Однако толстуха на сцене даже близко не говорила таким голосом. Она верещала как та свинья, которую резали на октябрьские праздники в деревне у бабушки. Ее жалкий партнер метался за ней, напоминая взбесившуюся моську, и оба они топотали так сильно, что при каждом их шаге из дощатой сцены вздымались вполне заметные фонтанчики пыли.
– А выпить у тебя есть? – спросил Филя у демона.
– Цепляет? – с готовностью осклабился тот. – Меня тоже. Подожди, там финал очень крутой будет.
– Нальешь или нет?
– Да, пожалуйста. Тебе чего?
Он открыл в боковой стенке небольшую дверцу, и за ней обнаружился залитый синеватым светом мини-бар.
– Я портвейна хочу… «Кавказ» назывался. Пробка такая пластмассовая, трудно снимается.
– Гадость какая. Может сливовицы? Или французскую мирабель? Ее тоже из слив делают. Есть вильямовка из Словении, хороший грушевый самогон. Очень ароматно, рекомендую.
– Мы «Кавказ» тогда пили. Весь город его пил.
– Ностальгические соображения? – демон уважительно кивнул. – Понимаю. Вот, держи. Пробку я уже снял. Только выдыхай не в мою сторону.
Филя взял из его рук неказистую пузатенькую бутылку с криво наклеенной этикеткой и подождал, пока демон выдаст ему стакан.
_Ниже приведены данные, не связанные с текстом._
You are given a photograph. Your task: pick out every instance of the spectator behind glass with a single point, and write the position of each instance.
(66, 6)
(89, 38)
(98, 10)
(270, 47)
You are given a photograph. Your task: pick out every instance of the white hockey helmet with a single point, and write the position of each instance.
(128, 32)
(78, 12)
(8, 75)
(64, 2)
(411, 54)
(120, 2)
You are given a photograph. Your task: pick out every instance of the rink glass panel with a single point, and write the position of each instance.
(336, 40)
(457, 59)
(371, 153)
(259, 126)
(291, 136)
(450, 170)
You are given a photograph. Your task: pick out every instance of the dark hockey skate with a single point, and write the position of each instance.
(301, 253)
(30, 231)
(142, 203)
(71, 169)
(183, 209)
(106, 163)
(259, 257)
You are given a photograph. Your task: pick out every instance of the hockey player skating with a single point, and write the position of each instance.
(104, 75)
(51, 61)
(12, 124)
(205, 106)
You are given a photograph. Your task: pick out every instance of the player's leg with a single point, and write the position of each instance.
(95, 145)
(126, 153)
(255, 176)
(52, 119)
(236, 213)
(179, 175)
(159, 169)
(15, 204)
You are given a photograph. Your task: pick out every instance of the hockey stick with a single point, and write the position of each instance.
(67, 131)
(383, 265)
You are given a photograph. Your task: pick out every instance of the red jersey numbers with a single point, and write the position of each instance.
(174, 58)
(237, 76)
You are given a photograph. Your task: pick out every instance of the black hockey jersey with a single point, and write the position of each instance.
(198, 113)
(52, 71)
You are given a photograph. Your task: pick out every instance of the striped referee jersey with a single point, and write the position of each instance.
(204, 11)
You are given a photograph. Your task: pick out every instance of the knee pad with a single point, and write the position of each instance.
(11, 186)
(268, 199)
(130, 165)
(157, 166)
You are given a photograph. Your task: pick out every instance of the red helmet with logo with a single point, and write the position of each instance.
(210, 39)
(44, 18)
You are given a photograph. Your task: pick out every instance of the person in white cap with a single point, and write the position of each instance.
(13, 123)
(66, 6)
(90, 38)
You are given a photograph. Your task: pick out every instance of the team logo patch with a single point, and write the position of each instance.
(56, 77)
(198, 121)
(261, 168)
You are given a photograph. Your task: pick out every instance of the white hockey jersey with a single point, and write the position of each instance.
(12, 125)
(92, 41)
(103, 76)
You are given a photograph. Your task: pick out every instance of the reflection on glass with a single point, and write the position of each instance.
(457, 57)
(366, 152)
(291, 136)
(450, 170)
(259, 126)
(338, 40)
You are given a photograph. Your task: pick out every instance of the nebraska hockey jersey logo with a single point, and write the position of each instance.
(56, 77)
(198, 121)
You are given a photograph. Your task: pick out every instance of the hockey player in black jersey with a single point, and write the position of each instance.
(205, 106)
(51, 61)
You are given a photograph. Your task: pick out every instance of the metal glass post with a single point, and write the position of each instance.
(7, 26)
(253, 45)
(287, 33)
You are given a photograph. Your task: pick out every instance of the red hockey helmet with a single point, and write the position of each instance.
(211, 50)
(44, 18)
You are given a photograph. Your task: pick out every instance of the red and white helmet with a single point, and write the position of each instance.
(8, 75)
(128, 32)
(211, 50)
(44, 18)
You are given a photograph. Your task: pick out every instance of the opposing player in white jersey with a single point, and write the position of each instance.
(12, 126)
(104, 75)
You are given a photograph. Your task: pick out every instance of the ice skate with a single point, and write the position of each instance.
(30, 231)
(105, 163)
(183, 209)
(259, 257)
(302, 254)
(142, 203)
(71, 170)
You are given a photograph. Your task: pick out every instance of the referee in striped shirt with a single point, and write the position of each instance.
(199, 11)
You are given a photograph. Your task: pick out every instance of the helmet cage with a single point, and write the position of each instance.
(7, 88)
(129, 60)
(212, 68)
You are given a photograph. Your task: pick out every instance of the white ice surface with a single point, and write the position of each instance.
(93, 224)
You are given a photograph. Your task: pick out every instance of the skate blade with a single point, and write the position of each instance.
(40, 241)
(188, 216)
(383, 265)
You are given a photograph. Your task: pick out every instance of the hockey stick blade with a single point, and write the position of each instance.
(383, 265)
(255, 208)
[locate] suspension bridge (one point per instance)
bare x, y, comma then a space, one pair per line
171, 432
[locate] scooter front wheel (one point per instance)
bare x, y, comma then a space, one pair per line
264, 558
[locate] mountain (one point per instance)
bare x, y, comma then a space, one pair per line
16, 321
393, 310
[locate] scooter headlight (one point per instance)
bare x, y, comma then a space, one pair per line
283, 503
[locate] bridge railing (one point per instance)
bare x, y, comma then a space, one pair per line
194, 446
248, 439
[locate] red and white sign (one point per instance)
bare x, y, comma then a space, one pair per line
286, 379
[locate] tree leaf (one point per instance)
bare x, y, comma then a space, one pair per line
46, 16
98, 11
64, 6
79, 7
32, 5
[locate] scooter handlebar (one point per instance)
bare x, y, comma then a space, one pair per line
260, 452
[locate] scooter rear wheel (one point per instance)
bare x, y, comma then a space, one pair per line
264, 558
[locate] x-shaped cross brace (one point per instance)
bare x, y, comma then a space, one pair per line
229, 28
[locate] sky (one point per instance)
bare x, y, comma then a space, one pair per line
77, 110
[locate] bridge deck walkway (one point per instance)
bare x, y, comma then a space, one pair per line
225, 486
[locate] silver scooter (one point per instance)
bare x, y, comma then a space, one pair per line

– Из горлышка, – пояснил тот, пожимая плечами. – Формат есть формат. Надо бережно относиться к традициям. С тебя четыре рубля тридцать копеек.
– Да пошел ты.
– Нет, правда. Вот здесь цена на этикетке указана – по 3-му поясу. Понятия не имею, что это такое, но порядок прежде всего.
– Лесом, лукавый.
– Не понял.
– Иди лесом.
Филя припал губами к липкому горлышку и на пару секунд замер в позе гипсового горниста из пионерского лагеря. Ядовито сладкая, теплая влага полилась ему в горло, и вместе с ней полились давно забытые ощущения – пить эту гадость было практически невозможно, однако остановиться тоже было нельзя. Пять-шесть судорожных глотков гарантировали почти мгновенное опьянение. Ради этого стоило вытерпеть обязательный для «Кавказа» позыв на рвоту.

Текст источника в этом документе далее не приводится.